The Company, though, raised funds and quickly dispatched a series of further trading missions to the East Indies. With the third venture, when a haul of cloves alone turned more than a 200 percent profit,4 stakeholders began making healthy returns on their investments. In 1609 the Crown extended the Company’s monopoly. Growth was quick. By 1620, it had two hundred “factors”—agents or representatives—in more than a dozen trading posts5 that stretched from the Red Sea to Makassar on the southwestern tip of Sulawasi, Indonesia, near the Spice Islands. It also counted some thirty to forty “tall ships”—the type later known as Indiamen, with their high, raised poop and weapons—which the Company christened with names such as Peppercorn, Clove, and the particularly optimistic Trades Increase.6

Soon, but not by choice, the Company turned its attention to India.
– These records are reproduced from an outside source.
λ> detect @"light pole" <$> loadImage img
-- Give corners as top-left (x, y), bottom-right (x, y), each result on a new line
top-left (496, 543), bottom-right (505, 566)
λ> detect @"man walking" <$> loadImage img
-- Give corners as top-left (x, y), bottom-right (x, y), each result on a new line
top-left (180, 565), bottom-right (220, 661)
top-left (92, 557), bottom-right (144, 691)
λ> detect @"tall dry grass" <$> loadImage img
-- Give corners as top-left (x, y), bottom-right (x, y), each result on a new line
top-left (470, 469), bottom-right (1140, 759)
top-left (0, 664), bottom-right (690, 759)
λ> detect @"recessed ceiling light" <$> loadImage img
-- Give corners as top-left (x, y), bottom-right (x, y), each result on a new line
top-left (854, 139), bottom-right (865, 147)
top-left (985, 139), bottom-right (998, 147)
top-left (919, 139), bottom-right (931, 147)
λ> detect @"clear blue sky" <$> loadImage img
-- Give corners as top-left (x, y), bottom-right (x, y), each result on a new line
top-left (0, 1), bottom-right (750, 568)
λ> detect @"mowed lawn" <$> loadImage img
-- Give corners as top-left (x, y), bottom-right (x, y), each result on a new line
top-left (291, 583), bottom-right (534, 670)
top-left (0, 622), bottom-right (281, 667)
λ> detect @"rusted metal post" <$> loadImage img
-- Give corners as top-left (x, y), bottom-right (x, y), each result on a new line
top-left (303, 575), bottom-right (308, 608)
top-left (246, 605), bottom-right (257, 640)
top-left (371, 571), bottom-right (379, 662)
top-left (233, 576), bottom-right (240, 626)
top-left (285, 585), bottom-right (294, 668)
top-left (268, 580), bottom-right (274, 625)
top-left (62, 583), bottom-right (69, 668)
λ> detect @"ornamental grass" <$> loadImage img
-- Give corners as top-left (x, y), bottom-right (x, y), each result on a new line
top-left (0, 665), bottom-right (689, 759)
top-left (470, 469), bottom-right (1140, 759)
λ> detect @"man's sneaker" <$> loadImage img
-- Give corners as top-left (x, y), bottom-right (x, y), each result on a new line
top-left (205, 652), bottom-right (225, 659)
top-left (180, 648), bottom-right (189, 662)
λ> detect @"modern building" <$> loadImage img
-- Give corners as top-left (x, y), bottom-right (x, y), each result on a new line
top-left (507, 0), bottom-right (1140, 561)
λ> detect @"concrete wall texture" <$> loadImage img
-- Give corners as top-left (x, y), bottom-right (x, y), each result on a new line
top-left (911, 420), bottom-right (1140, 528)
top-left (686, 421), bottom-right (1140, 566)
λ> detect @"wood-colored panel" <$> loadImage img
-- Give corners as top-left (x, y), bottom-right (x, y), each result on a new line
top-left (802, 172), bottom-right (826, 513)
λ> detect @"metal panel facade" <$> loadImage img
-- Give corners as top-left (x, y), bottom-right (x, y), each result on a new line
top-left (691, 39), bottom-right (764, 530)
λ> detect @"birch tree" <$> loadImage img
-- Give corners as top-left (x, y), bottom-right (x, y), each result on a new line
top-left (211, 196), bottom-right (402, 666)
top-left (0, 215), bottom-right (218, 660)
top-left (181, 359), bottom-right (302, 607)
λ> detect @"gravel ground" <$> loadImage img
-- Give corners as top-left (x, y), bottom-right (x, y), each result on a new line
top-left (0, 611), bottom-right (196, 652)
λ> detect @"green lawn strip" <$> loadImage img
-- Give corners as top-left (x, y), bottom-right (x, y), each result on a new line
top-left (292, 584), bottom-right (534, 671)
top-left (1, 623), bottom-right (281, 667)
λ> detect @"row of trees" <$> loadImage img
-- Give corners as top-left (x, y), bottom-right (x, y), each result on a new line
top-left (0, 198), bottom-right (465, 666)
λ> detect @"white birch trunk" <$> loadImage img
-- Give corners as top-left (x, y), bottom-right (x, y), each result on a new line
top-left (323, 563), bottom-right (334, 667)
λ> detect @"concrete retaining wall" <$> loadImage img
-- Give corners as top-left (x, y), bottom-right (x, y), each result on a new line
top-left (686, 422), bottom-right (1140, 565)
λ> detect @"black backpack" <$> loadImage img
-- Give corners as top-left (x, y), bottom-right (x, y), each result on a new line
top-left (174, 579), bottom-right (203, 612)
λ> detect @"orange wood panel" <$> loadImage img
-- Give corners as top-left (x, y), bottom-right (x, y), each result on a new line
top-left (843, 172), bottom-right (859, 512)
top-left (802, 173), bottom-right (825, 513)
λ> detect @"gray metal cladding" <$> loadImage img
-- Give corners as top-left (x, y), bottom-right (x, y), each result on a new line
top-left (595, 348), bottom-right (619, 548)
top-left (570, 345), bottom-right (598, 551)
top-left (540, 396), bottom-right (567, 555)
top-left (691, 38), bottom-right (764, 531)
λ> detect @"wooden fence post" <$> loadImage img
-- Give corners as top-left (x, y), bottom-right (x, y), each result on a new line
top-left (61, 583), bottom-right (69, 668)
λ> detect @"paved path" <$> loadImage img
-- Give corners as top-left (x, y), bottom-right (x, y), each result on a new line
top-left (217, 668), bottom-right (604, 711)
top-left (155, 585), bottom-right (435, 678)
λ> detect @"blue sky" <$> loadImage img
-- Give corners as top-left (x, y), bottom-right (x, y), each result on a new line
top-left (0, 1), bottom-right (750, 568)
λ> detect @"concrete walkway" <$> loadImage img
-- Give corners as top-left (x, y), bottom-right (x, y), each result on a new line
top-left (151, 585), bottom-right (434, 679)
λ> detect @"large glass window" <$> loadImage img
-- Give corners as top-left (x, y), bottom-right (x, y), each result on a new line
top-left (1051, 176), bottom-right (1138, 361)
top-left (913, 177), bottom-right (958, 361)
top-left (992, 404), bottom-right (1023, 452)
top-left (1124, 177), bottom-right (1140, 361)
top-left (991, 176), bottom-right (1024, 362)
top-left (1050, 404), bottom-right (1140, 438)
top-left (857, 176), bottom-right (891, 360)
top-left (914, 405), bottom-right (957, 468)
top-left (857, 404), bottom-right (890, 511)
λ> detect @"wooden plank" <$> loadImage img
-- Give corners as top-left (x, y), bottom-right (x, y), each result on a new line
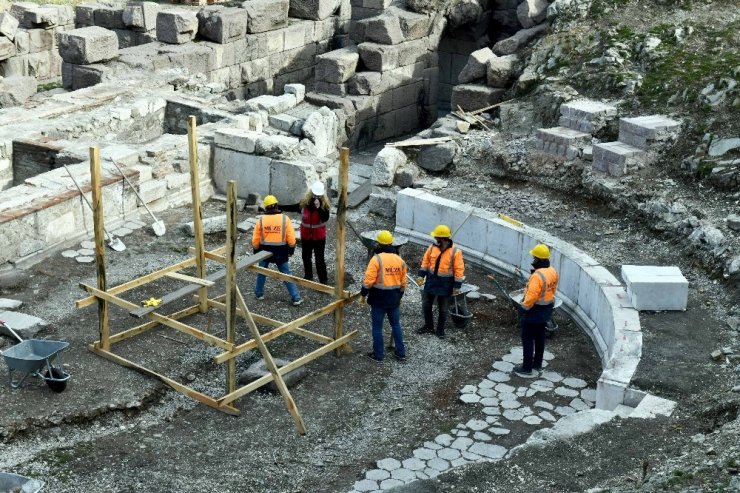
top-left (247, 265), bottom-right (336, 295)
top-left (188, 245), bottom-right (227, 260)
top-left (129, 251), bottom-right (271, 318)
top-left (81, 284), bottom-right (234, 350)
top-left (218, 330), bottom-right (358, 406)
top-left (107, 304), bottom-right (202, 345)
top-left (213, 293), bottom-right (360, 364)
top-left (225, 181), bottom-right (238, 394)
top-left (164, 272), bottom-right (215, 287)
top-left (207, 297), bottom-right (333, 345)
top-left (88, 345), bottom-right (239, 415)
top-left (89, 146), bottom-right (109, 351)
top-left (234, 287), bottom-right (307, 434)
top-left (385, 137), bottom-right (452, 147)
top-left (334, 148), bottom-right (349, 355)
top-left (188, 115), bottom-right (208, 313)
top-left (76, 256), bottom-right (198, 309)
top-left (470, 100), bottom-right (507, 115)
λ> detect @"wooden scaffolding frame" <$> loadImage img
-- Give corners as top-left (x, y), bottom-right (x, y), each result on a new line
top-left (76, 116), bottom-right (358, 434)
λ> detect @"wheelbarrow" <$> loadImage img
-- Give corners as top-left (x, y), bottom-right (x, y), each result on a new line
top-left (449, 283), bottom-right (477, 328)
top-left (508, 288), bottom-right (563, 335)
top-left (0, 321), bottom-right (70, 393)
top-left (0, 472), bottom-right (44, 493)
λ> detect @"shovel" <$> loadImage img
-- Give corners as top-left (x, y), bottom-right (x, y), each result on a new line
top-left (63, 165), bottom-right (127, 252)
top-left (108, 159), bottom-right (166, 236)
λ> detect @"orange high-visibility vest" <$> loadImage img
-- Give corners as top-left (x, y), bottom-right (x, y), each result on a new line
top-left (252, 213), bottom-right (296, 249)
top-left (521, 266), bottom-right (559, 310)
top-left (363, 253), bottom-right (408, 291)
top-left (420, 244), bottom-right (465, 284)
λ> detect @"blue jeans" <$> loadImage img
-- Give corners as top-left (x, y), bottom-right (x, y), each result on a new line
top-left (371, 305), bottom-right (405, 359)
top-left (254, 259), bottom-right (300, 301)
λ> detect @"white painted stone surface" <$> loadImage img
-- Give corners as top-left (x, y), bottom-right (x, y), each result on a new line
top-left (621, 265), bottom-right (688, 311)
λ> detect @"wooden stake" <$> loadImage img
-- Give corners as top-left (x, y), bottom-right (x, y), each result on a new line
top-left (188, 115), bottom-right (208, 313)
top-left (334, 147), bottom-right (349, 355)
top-left (235, 287), bottom-right (307, 434)
top-left (225, 180), bottom-right (237, 394)
top-left (89, 146), bottom-right (109, 351)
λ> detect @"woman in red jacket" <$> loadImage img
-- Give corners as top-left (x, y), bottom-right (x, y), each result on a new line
top-left (299, 181), bottom-right (331, 285)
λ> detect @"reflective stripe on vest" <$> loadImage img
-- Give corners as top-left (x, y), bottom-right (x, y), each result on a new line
top-left (259, 215), bottom-right (287, 246)
top-left (534, 270), bottom-right (554, 305)
top-left (301, 221), bottom-right (327, 228)
top-left (431, 246), bottom-right (459, 278)
top-left (372, 254), bottom-right (403, 290)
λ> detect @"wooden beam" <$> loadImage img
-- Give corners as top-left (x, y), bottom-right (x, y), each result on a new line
top-left (129, 251), bottom-right (271, 318)
top-left (334, 148), bottom-right (349, 355)
top-left (76, 256), bottom-right (198, 309)
top-left (89, 146), bottom-right (109, 351)
top-left (188, 115), bottom-right (208, 313)
top-left (207, 297), bottom-right (333, 345)
top-left (225, 180), bottom-right (238, 394)
top-left (234, 287), bottom-right (306, 434)
top-left (80, 284), bottom-right (233, 351)
top-left (164, 272), bottom-right (215, 287)
top-left (385, 137), bottom-right (452, 147)
top-left (89, 345), bottom-right (239, 416)
top-left (218, 330), bottom-right (358, 407)
top-left (213, 293), bottom-right (360, 364)
top-left (247, 265), bottom-right (337, 295)
top-left (105, 304), bottom-right (202, 345)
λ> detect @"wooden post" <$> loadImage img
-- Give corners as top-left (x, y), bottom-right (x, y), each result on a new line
top-left (89, 146), bottom-right (109, 350)
top-left (225, 180), bottom-right (237, 394)
top-left (333, 147), bottom-right (349, 355)
top-left (188, 115), bottom-right (208, 313)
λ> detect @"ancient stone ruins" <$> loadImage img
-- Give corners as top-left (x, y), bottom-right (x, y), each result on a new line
top-left (1, 0), bottom-right (739, 491)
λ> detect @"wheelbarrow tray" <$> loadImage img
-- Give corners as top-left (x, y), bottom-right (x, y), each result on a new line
top-left (0, 472), bottom-right (45, 493)
top-left (2, 339), bottom-right (69, 374)
top-left (509, 288), bottom-right (563, 309)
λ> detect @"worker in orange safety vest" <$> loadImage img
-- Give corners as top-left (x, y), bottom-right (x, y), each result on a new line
top-left (252, 195), bottom-right (302, 306)
top-left (416, 224), bottom-right (465, 340)
top-left (360, 230), bottom-right (408, 362)
top-left (513, 243), bottom-right (559, 378)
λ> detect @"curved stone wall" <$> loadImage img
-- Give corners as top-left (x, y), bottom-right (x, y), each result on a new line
top-left (394, 188), bottom-right (642, 410)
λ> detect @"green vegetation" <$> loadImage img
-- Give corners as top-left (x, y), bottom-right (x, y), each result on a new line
top-left (38, 81), bottom-right (63, 92)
The Dutch had arrived first in the Spice Islands, and the Dutch East India Company, while smaller, exerted enough influence during the early decades of the spice trade to muscle the British out of the region and force them to set up elsewhere.7

In August 1608 an East India Company ship landed on the northwest coast of India at Surat, the principal Mughal port. While his ship returned to England, Captain William Hawkins headed inland to meet the Mughal emperor, Nuruddin Salim Jahangir, who ruled from the distant and splendid Agra. Hawkins, who spoke Turkish—not Persian, the language of the court, but Jahangir’s native tongue—made such a good impression that the Mughal ruler insisted he marry “a whyte mayden” from the palace, an Armenian. Once Hawkins was assured that she was a Christian, he did so, and, as Hawkins later wrote, “so ever after I lived content and without feare.”8

Yet a decade and succession of further envoys would pass before the Company was granted the right to reside and build some “factories,” or trading stations, where goods such as pepper could be bought when the price was low and stored until ships arrived to haul them back to Europe.